I’m ashamed to say that I was unfamiliar with Chase’s work before I started this MFA, and Lord of Scoundrels was part of the required reading. First published in 1995, it’s still in print and still delicious. For those with a bent toward historical romances, this one is a must-read. Try this for dialogue:
“I believe I’ve remarked before, Trent, that you might experience less aggravation if you did not upset the balance of your delicate constitution by attempting to count,” said Dain….”I particulary recommend,” he went on, his eyes upon the female, “that you resist the temptation to count if you are contemplating a gift for your chere amie. Women deal in a higher mathematical realm than men, especially when it comes to gifts.”
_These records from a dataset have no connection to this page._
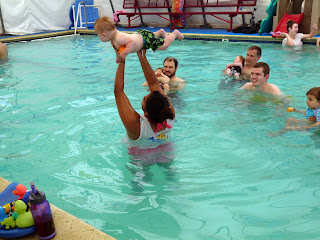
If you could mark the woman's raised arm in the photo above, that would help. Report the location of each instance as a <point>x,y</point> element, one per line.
<point>151,78</point>
<point>129,117</point>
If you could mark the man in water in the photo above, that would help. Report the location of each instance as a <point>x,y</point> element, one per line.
<point>170,66</point>
<point>259,77</point>
<point>253,56</point>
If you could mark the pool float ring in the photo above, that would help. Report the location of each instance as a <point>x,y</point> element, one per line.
<point>291,109</point>
<point>6,196</point>
<point>121,49</point>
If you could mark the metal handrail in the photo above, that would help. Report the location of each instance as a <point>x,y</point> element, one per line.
<point>85,14</point>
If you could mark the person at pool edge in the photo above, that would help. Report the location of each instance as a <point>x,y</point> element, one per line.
<point>293,38</point>
<point>259,77</point>
<point>156,123</point>
<point>170,66</point>
<point>253,56</point>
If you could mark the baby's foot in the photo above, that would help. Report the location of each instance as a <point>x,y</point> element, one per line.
<point>163,33</point>
<point>178,34</point>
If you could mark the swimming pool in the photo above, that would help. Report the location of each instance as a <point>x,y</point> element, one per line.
<point>226,179</point>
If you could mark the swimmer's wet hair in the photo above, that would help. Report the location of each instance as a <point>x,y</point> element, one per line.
<point>266,68</point>
<point>158,107</point>
<point>243,60</point>
<point>315,92</point>
<point>170,59</point>
<point>104,24</point>
<point>290,24</point>
<point>258,49</point>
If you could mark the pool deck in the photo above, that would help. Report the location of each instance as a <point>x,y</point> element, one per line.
<point>67,226</point>
<point>191,33</point>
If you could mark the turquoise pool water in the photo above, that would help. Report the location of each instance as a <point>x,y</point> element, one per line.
<point>225,179</point>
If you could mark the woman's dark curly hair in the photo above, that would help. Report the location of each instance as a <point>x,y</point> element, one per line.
<point>157,107</point>
<point>290,24</point>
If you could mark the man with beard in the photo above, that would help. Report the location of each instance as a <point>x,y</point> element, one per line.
<point>259,77</point>
<point>170,66</point>
<point>253,56</point>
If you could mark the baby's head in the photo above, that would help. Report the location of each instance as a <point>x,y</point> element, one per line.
<point>158,72</point>
<point>313,98</point>
<point>104,27</point>
<point>239,59</point>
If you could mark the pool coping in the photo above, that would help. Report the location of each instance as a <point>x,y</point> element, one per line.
<point>189,36</point>
<point>67,225</point>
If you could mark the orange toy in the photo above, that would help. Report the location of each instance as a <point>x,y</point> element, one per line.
<point>121,49</point>
<point>20,191</point>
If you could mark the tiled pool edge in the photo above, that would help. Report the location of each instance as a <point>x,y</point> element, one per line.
<point>188,36</point>
<point>67,226</point>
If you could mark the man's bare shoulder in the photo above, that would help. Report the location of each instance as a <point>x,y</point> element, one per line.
<point>176,80</point>
<point>248,86</point>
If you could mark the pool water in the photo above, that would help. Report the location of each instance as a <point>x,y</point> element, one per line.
<point>224,179</point>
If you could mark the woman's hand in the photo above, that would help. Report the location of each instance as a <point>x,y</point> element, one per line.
<point>142,53</point>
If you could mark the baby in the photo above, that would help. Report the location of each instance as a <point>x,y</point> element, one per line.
<point>235,68</point>
<point>163,80</point>
<point>107,31</point>
<point>312,114</point>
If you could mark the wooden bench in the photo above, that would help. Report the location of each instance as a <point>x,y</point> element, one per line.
<point>153,7</point>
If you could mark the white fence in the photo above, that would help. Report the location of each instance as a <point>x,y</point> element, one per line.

“That, Bertie, is a consequence of the feminine brain having reached a more advanced state of development,” said the female without looking up. “She recognizes that the selection of a gift requires the balancing of a profoundly complicated moral, psychological, aesthetic, and sentimental equation. I should not recommend that a mere male attempt to involve himself in the delicate process of balancing it, especially by the primitive method of counting.”
Bertie approached, and in his playing-field confidential whisper asked, “Any idea what she said, Dain?”
“What was it?”
“Men are ignorant brutes.”
Isn’t that wonderful? And all the dialogue is like that. I’ve now read a couple of other books by Chase, and they’re all good, but this one is still my favorite. You can find Lord of Scoundrels at fine booksellers everywhere. See if you don’t agree with me and the 296 4.5-star reviewers on Amazon that this one’s special.
P.S. Don’t be fooled by the cover. On the edition I have, the primary color is orange, and our smart and feisty heroine is dark and ravishing, as she should be–not pale and naked, as she is here. This is one good example of how you can’t judge a book by its cover.